Геворкян часто бывал в музее. Наверху что-то сдвинулось: пришел новый мэр, заинтересовался польским делом, зашевелился областной Минкульт. Музей репрессий, существовавший на общественных началах, решили поддержать и укрупнить, передав часть фондов из Плюшиного музея, включая архивы…
Геворкян уже не шутил над Плюшиной бледностью, да и сама Плюша выглядела лучше — чувствовала. Приоделась немного на мамусины «колдовские» заработки, губки подрисовала. В жизни у нее за ту неделю наметились некоторые перемены, но о них она пока даже мамусе не говорила.
Она встретила Евграфа.
Он сидел, маленький и пьяный, на лавочке недалеко от их подъезда и курил.
Плюша прошла мимо, вся в своих музейных мыслях.
— Мне нравится, что вы больны не мной, — окликнул ее хрипловатый голос.
Евграф стоял, чуть шатаясь, и улыбался; щетина рыжела на солнце.
Шел он с трудом — Плюша почти тащила его на себе.
— Как медсестра с поля боя, — шутил, медленно произнося слова. Хорошо, что все такой же тоненький, только чуть потертый и несвежий.
— Я тут сталкером, людей на поле вожу…
Плюша с неожиданной для себя решительностью остановила машину, запустила Евграфа назад и сама села туда же. Их ноги прижались, у Плюши пересохло во рту, а мысли заскользили туда-сюда, как снегоочистители по стеклу. Ехать оказалось недалеко, Плюша расплатилась, помогла Евграфу вылезти и подвела к подъезду. Стала глухим, официальным голосом прощаться. Он сжал ей руку повыше локтя: «Не дури, Круковская.
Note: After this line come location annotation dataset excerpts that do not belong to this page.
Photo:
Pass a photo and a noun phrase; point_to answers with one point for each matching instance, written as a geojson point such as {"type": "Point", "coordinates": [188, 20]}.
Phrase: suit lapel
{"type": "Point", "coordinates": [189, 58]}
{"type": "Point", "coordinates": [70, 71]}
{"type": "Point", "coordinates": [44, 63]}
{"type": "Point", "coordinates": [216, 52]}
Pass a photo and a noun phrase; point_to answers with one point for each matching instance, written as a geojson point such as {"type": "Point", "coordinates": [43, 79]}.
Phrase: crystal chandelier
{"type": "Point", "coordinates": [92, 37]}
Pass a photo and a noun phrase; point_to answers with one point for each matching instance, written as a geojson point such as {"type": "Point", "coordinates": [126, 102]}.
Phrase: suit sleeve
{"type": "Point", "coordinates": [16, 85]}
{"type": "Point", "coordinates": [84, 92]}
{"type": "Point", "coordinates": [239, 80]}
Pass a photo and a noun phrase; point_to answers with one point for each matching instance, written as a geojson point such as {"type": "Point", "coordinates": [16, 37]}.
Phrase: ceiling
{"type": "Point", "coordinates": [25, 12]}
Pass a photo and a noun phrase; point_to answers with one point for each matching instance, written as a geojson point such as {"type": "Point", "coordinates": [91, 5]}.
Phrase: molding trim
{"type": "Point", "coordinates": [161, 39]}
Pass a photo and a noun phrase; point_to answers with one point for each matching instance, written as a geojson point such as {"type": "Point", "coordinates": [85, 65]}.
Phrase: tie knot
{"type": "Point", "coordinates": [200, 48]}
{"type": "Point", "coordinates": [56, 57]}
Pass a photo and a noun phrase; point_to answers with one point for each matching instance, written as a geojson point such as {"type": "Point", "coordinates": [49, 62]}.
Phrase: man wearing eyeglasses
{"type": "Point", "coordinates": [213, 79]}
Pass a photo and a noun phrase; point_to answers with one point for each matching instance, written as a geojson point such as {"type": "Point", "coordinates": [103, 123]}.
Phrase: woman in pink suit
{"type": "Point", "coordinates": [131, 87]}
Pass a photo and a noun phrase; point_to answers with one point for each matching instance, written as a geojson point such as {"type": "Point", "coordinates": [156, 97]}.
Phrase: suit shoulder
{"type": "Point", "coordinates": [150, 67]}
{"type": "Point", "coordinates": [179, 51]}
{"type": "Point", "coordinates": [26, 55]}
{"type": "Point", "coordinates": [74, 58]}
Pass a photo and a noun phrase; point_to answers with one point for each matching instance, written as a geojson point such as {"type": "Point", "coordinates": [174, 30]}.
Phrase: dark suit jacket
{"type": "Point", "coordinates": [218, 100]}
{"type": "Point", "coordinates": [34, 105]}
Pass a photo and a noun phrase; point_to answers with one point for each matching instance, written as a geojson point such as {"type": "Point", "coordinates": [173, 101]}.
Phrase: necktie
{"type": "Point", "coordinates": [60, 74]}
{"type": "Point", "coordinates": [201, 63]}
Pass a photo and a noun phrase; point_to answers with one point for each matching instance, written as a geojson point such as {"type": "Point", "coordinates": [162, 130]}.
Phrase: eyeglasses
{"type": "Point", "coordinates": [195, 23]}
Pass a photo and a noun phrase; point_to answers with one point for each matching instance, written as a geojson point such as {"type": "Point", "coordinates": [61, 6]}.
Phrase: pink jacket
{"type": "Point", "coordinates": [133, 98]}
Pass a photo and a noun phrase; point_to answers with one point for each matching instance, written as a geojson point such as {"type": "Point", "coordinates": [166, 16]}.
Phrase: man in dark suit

Я живу один».
Снова заерзали снегоочистители: бежать, бежать, бежать…
В коридоре с третьей попытки поймал ее губы своими, стало больно и невкусно.
…Потом почти сразу же уснул.
Плюша села, сжала холодные голые ноги и стала разглядывать одеяло, которым они укрывались, старую тахту и саму комнату. Комната была в сталинском доме, с высоким потолком. Плюша брезгливо ступала по холодному полу; упала и покатилась бутылка. Поехала вниз бас-гитара, Плюша успела ее поймать.